The square-root law does not hold in the presence of zero divisors

Let R be a finite ring (with identity, not necessarily commutative) and define the paraboloid $P=\left\{\right(x_1,\dots ,x_d)\in R^d|x_d=x_1^2+\dots +x_{d-1}^2\}$. Suppose that for a sequence of finite rings of size tending to infinity, the Fourier transform of P satisfies a square-root law of the form $\left|\hat{P}\right(\psi \left)\right|\le C\left|R{|}^{-d}\right|P{|}^{\frac{1}{2}}$ for all nontrivial additive characters ψ, with C some fixed constant (for instance, if R is a finite field, this bound will be satisfied with $C=1$). Then all but finitely many of the rings are fields.

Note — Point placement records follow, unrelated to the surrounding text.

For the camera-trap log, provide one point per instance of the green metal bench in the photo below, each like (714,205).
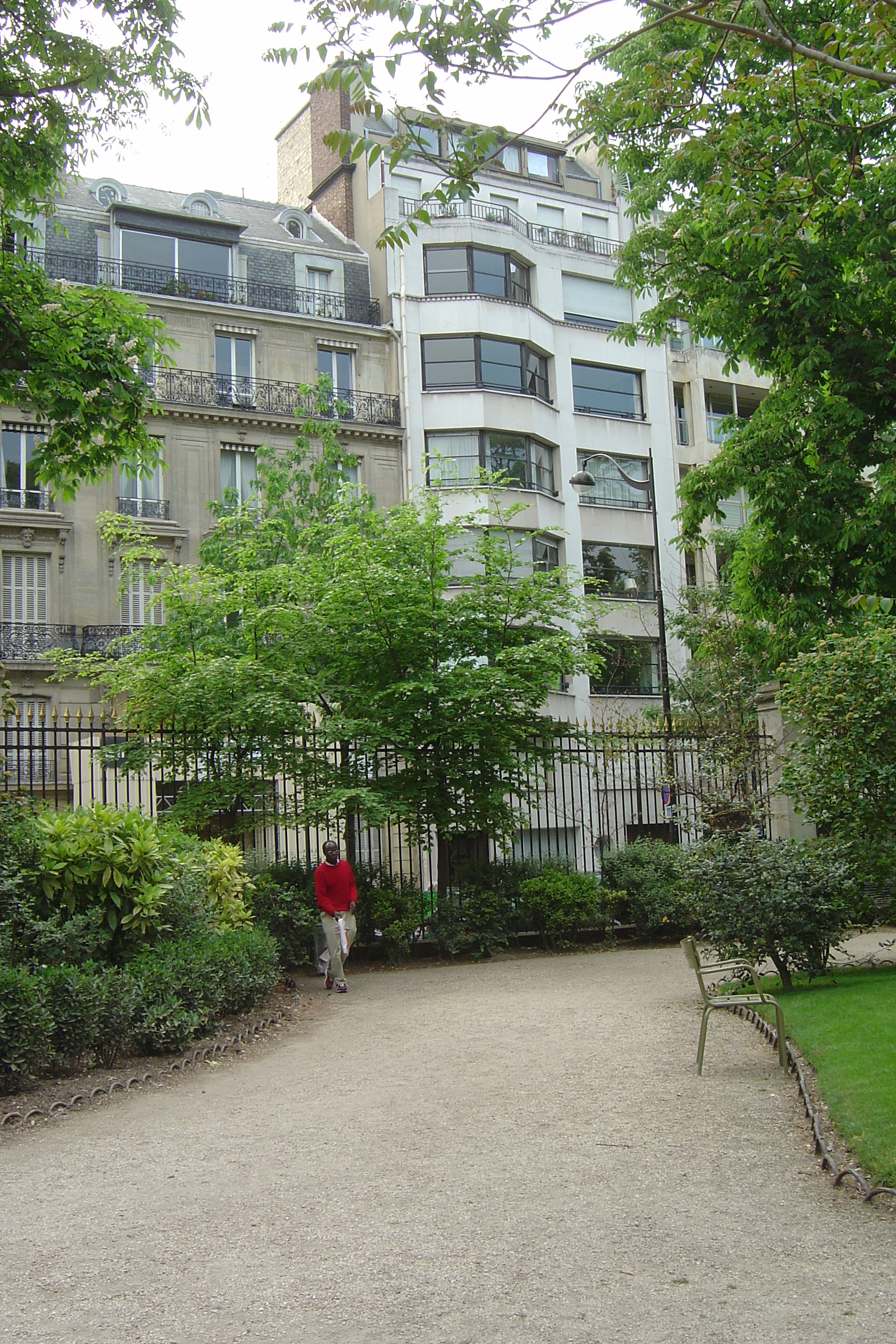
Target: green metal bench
(710,1002)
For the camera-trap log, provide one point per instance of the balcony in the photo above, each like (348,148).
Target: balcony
(146,509)
(83,269)
(21,643)
(38,498)
(504,216)
(105,639)
(190,387)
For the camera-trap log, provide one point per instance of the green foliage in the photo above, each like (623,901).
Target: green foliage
(229,885)
(789,901)
(284,902)
(559,902)
(842,696)
(26,1027)
(649,875)
(99,857)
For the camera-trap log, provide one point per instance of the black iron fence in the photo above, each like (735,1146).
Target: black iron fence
(87,269)
(190,387)
(601,789)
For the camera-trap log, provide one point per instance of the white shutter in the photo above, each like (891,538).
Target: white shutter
(597,299)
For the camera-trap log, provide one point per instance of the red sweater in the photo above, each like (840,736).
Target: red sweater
(335,888)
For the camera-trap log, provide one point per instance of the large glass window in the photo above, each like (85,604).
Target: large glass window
(460,459)
(474,271)
(234,370)
(609,488)
(484,362)
(19,487)
(619,570)
(24,589)
(238,476)
(632,667)
(608,391)
(142,597)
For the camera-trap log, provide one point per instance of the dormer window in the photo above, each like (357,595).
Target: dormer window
(106,191)
(202,205)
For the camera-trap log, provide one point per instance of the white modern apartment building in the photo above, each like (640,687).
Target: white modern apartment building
(507,308)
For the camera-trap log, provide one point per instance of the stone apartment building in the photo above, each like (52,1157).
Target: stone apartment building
(260,299)
(506,308)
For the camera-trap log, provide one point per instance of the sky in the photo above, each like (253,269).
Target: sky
(223,41)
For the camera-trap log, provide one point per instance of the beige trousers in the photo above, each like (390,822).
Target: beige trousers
(333,944)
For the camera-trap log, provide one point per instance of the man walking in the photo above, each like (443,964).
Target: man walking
(336,901)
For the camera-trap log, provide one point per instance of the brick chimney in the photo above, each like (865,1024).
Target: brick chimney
(310,174)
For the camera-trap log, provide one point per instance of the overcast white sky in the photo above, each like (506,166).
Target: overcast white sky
(250,101)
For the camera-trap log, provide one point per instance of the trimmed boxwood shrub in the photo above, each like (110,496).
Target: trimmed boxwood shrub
(657,901)
(26,1027)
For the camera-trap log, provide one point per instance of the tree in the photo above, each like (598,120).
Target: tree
(330,644)
(755,148)
(74,357)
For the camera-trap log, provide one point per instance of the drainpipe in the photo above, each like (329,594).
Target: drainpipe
(409,476)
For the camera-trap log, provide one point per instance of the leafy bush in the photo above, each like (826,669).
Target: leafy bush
(26,1027)
(284,901)
(228,885)
(99,857)
(559,902)
(785,900)
(651,875)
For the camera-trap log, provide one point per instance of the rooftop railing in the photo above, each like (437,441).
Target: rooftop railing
(190,387)
(544,234)
(83,269)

Most of our argument works in greater generality: let f be a polynomial with integer coefficients in $d-1$ variables, with a fixed order of variable multiplications (so that it defines a function $R^{d-1}\to R$ even when R is noncommutative), and set $V_f=\left\{\right(x_1,\dots ,x_d)\in R^d|x_d=f(x_1,\dots ,x_{d-1})\}$. If (for a sequence of finite rings of size tending to infinity) we have a square root law for the Fourier transform of $V_f$, then all but finitely many of the rings are fields or matrix rings of small dimension. We also describe how our techniques can establish that certain varieties do not satisfy a square root law even over finite fields.